Mark Antonation Baked and fried buns from Celestial Chinese Bakery.
On a recent muggy, aimless Saturday I met my friends Shane and Jessica and their young daughter at the Far East Center for lunch. We didn't have much of a plan, so after making a quick 360-degree spin in the middle of a parking lot alive with the sights and sounds of a market bazaar, we decided to grab a few items from Celestial Chinese Bakery and some banh mi from Vinh Xuong Vietnamese Bakery. Since neither place has tables, we eventually took our haul to a grassy strip under the shade of a locust tree at the back of the shopping center.
The two bakeries are very similar in atmosphere: cluttered, a little dingy, and foggy with the intoxicating aromas of fresh baked buns, barbecued meats and a potpourri of unidentifiable spices. Celestial distinguishes itself with a glassed-in display of barbecued duck and pork; whole mahogany-hued birds and various pig parts hang from hooks under hot lamps that keep the crisped skins gleaming with a slick of tantalizing fat. The display case and every inch of counter space are jam-packed with sweet and savory baked or steamed buns, rolls, tarts, cookies and dumplings. With so much to choose from, it's easy to just stand and stare like a dumbstruck kid in the Disney World gift shop. Tags in Chinese, Vietnamese and English (for those items with English names) are helpful.
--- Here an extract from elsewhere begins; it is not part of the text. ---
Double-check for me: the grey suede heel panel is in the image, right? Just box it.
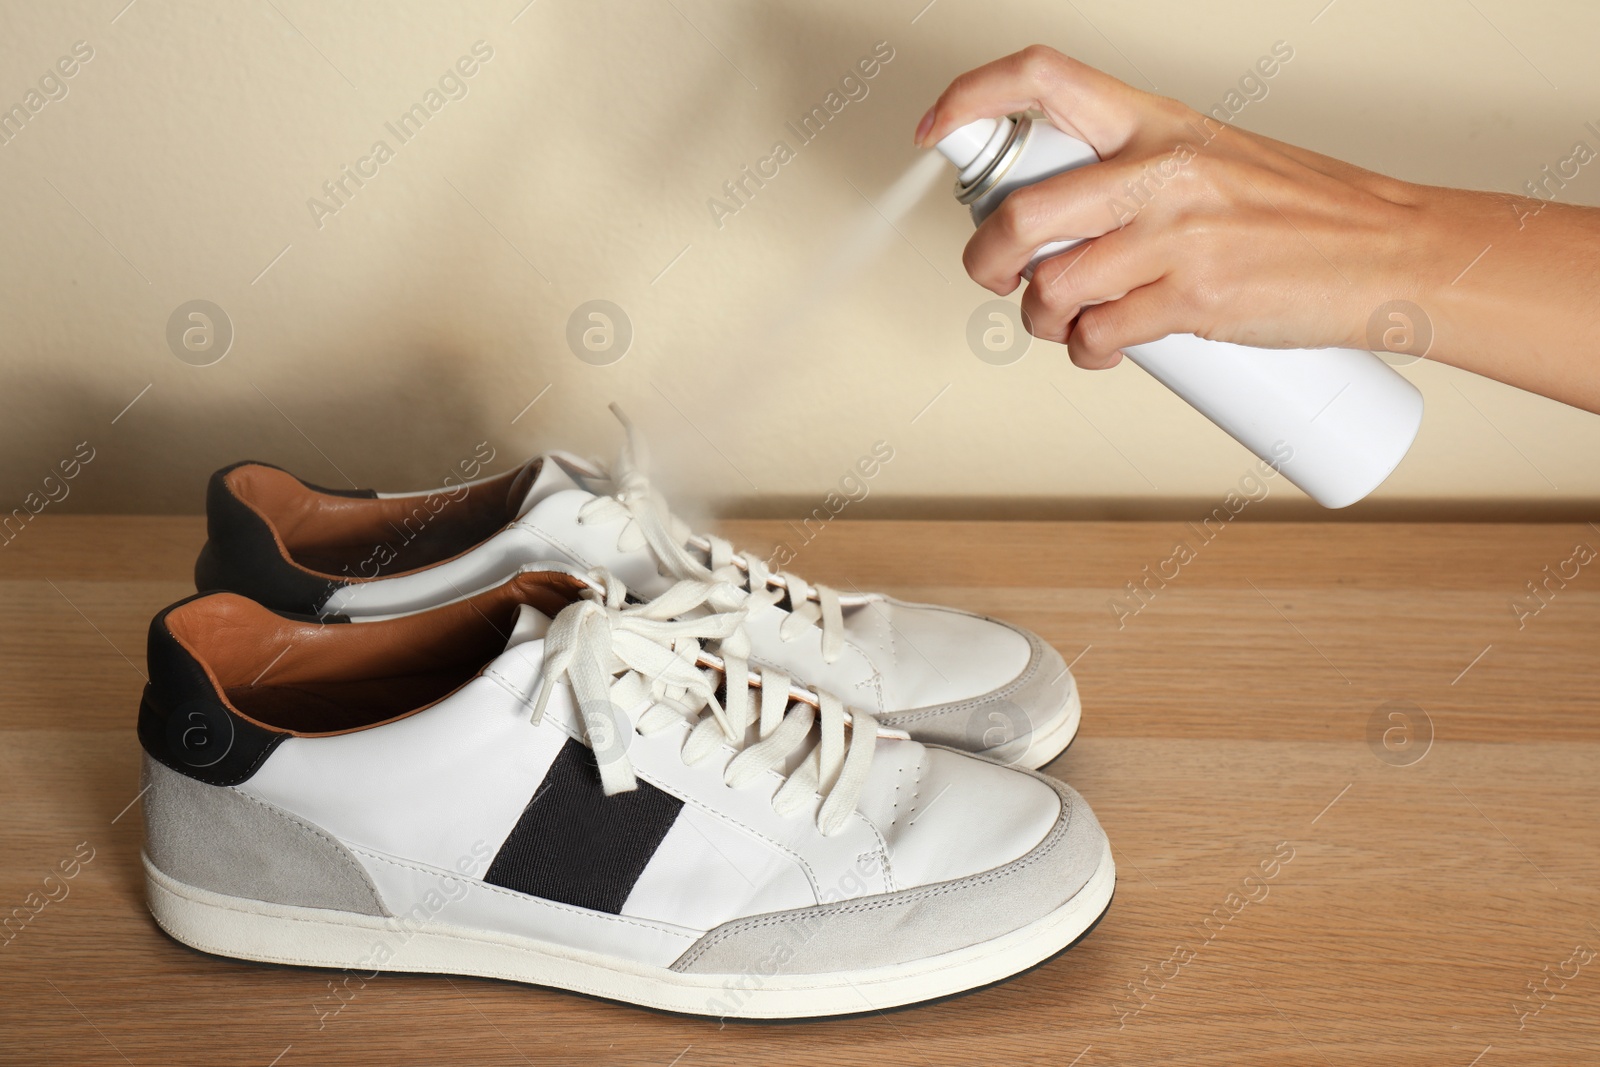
[142,755,387,916]
[670,773,1105,975]
[876,630,1072,748]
We were able to pick out barbecued pork buns, steamed chicken and mushroom buns, a couple of sesame seed balls and a humorously named banh hotdog for Shane and Jess's daughter. (Although honestly, what adult wouldn't love a hot dog wrapped in tender, sweet pastry dough?)
The bakery also distinguished itself with pots of uncovered meat parts sitting on the floor in front of the counter, in full view of customers. I'm far from squeamish and I love the open-market atmosphere that gives many of the strip malls on Federal a distinct atmosphere of far-off lands, but being presented with buckets of pig and chicken parts (destined for the trash or the oven -- I couldn't tell) conjured visions of days stuck in a hotel bed with stomach cramps rather than fantasies of succulent cuts of seasoned, grilled or baked meats. I understand that the bland and sterile appearances of shopping-mall food courts across America don't guarantee food safety and in many cases hide worse violations from public view, but health department regulations are fairly straightforward in this town and it's not in any way difficult to keep meats covered, refrigerated and off the floor.
Mark Antonation Jam-packed display cases at the Celestial Bakery.
After a short walk past a couple of shops and markets overstocked with all manner of home decor, cookware, Asian specialty foods and tropical produce -- some of it spilling out onto the sidewalk -- we arrived at Vinh Xuong, whose shelves were similarly burgeoning with baked goods in addition to packaged sweets, canisters of spiced jerky and Styrofoam trays of colored sticky rice.
After we ordered our Vietnamese sandwiches, the clerk mentioned that they are a cash-only establishment (their second location on West Alameda accepts credit cards), so I had the privilege of adding another can't-miss Federal Boulevard experience to this excursion: crossing the intersection of Federal and Alameda on foot on a busy Saturday and then standing in line at the drive-up ATM for some quick cash. After a dash back through an obstacle course of construction cones, idling trucks and abandoned shopping carts, we paid for our three banh mi -- chicken, meatball and barbecued pork -- and chose a shady spot in the grass to enjoy our picnic.
Mark Antonation If you need jack fruit, look no farther than the Far East Center.